SAS Rogue Heroes: wartime daredevilry somehow made tedious

Focusing on the camaraderie and rivalries between the founding members of the SAS during World War II, Steven Knight’s latest series goes long on post-Tarantino clichés and short on interesting character development.

Jack O'Connell as Paddy Mayne in SAS Rogue Heroes (2022)

There is something bedraggled about SAS Rogue Heroes, a series about the lads who founded the Special Air Service division during the Second World War, and whose title is distractingly reminiscent of Channel 4’s similarly unreconstructed reality TV series SAS: Who Dares Wins (2015-). Here, as there, a chilling larkiness obtains, an unexamined aren’t-we-having-fun machismo.

The show focuses on the camaraderie and rivalries between the founder members of the squadron as they set up the regiment and, in their own unruly fashion, go after Axis air forces stationed in North Africa. At the outset, David Stirling (Connor Swindells), an insane posho and their de facto leader, recruits the pragmatic and steady Jock Lewes (Alfie Allen) and the mercurial Paddy Mayne (Jack O’Connell) before assembling a motley crew of good old boys, unfailingly presented to viewers in pixelated freeze-frame.

That increasingly hoary device, lifted from the school of Tarantino and intended to render the swagger of these characters ‘iconic’, is one of several stylistic affectations that start to grate as the programme goes on. Another is the flippancy of the dialogue, relying on a surfeit of juvenile swearing and quipping, together with a pert edit telegraphing the cheery insouciance of proceedings against (paradoxically!) the backdrop of war. The wit on display here is hardly Catch-22.

Another irksome element of style is the programme’s overuse of ironic music cues, particularly in its embrace of ahistorical hard rock to soundtrack a series of increasingly wearying look-at-them-go jeep excursions in the (admittedly striking in widescreen) desert. One such stretch features ‘Out in the Middle East’ by George Formby, followed by ‘Slow Ride’ by Foghat, ‘I Fought the Law’ by the Clash, and, finally, ‘Wheels of Steel’ by Saxon capping off twelve minutes with barely any respite. It starts to feel desperate, showing up a lack of meat in a narrative stretched thinly over six episodes.

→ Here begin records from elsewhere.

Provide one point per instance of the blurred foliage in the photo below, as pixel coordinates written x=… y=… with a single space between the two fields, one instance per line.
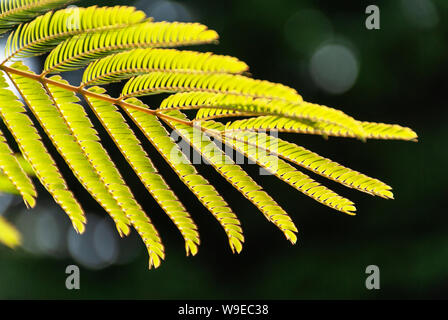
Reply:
x=402 y=78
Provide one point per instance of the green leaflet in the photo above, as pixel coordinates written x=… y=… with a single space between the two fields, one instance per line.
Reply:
x=81 y=127
x=19 y=124
x=13 y=12
x=11 y=168
x=314 y=162
x=125 y=65
x=68 y=146
x=372 y=130
x=47 y=31
x=78 y=51
x=235 y=175
x=258 y=106
x=285 y=171
x=203 y=190
x=157 y=82
x=117 y=43
x=131 y=149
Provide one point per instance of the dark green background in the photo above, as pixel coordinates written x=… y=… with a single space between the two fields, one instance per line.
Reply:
x=402 y=79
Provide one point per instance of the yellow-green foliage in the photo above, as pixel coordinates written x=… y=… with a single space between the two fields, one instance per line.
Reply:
x=120 y=43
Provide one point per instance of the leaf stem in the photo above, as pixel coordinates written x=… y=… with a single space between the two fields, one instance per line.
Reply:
x=84 y=92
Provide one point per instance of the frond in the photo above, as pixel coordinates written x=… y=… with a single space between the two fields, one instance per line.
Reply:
x=202 y=189
x=314 y=162
x=11 y=168
x=131 y=149
x=78 y=51
x=125 y=65
x=372 y=130
x=25 y=134
x=14 y=12
x=234 y=174
x=9 y=235
x=81 y=127
x=285 y=171
x=258 y=106
x=158 y=82
x=68 y=145
x=47 y=31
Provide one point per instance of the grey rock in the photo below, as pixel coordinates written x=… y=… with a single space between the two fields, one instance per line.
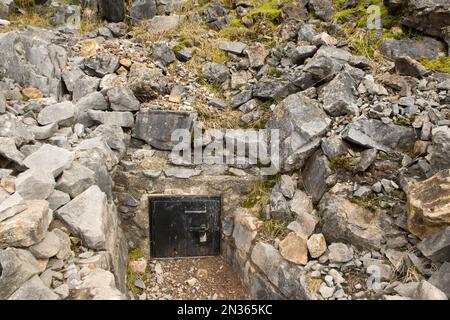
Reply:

The show’s focus on madcap daredevilry (which is not even always pulled off with aplomb; for an expensive programme, several nighttime action set-pieces are criminally underlit) comes at the expense of the human. Swindells, with cut-glass RP and a faint air of Trevor Howard, is charismatic as Stirling, but the character has little depth. Jack O’Connell, by far the best actor of the bunch, is soulful as Mayne, and his ambiguous friendship with fellow soldier Eoin McGonigal is finely performed, but the show gives him precious little downtime. The occasional bit of roustabout charm, and largely top-notch production values, can’t save SAS Rogue Heroes from falling flat.

► SAS Rogue Heroes is available to view on BBC iPlayer now.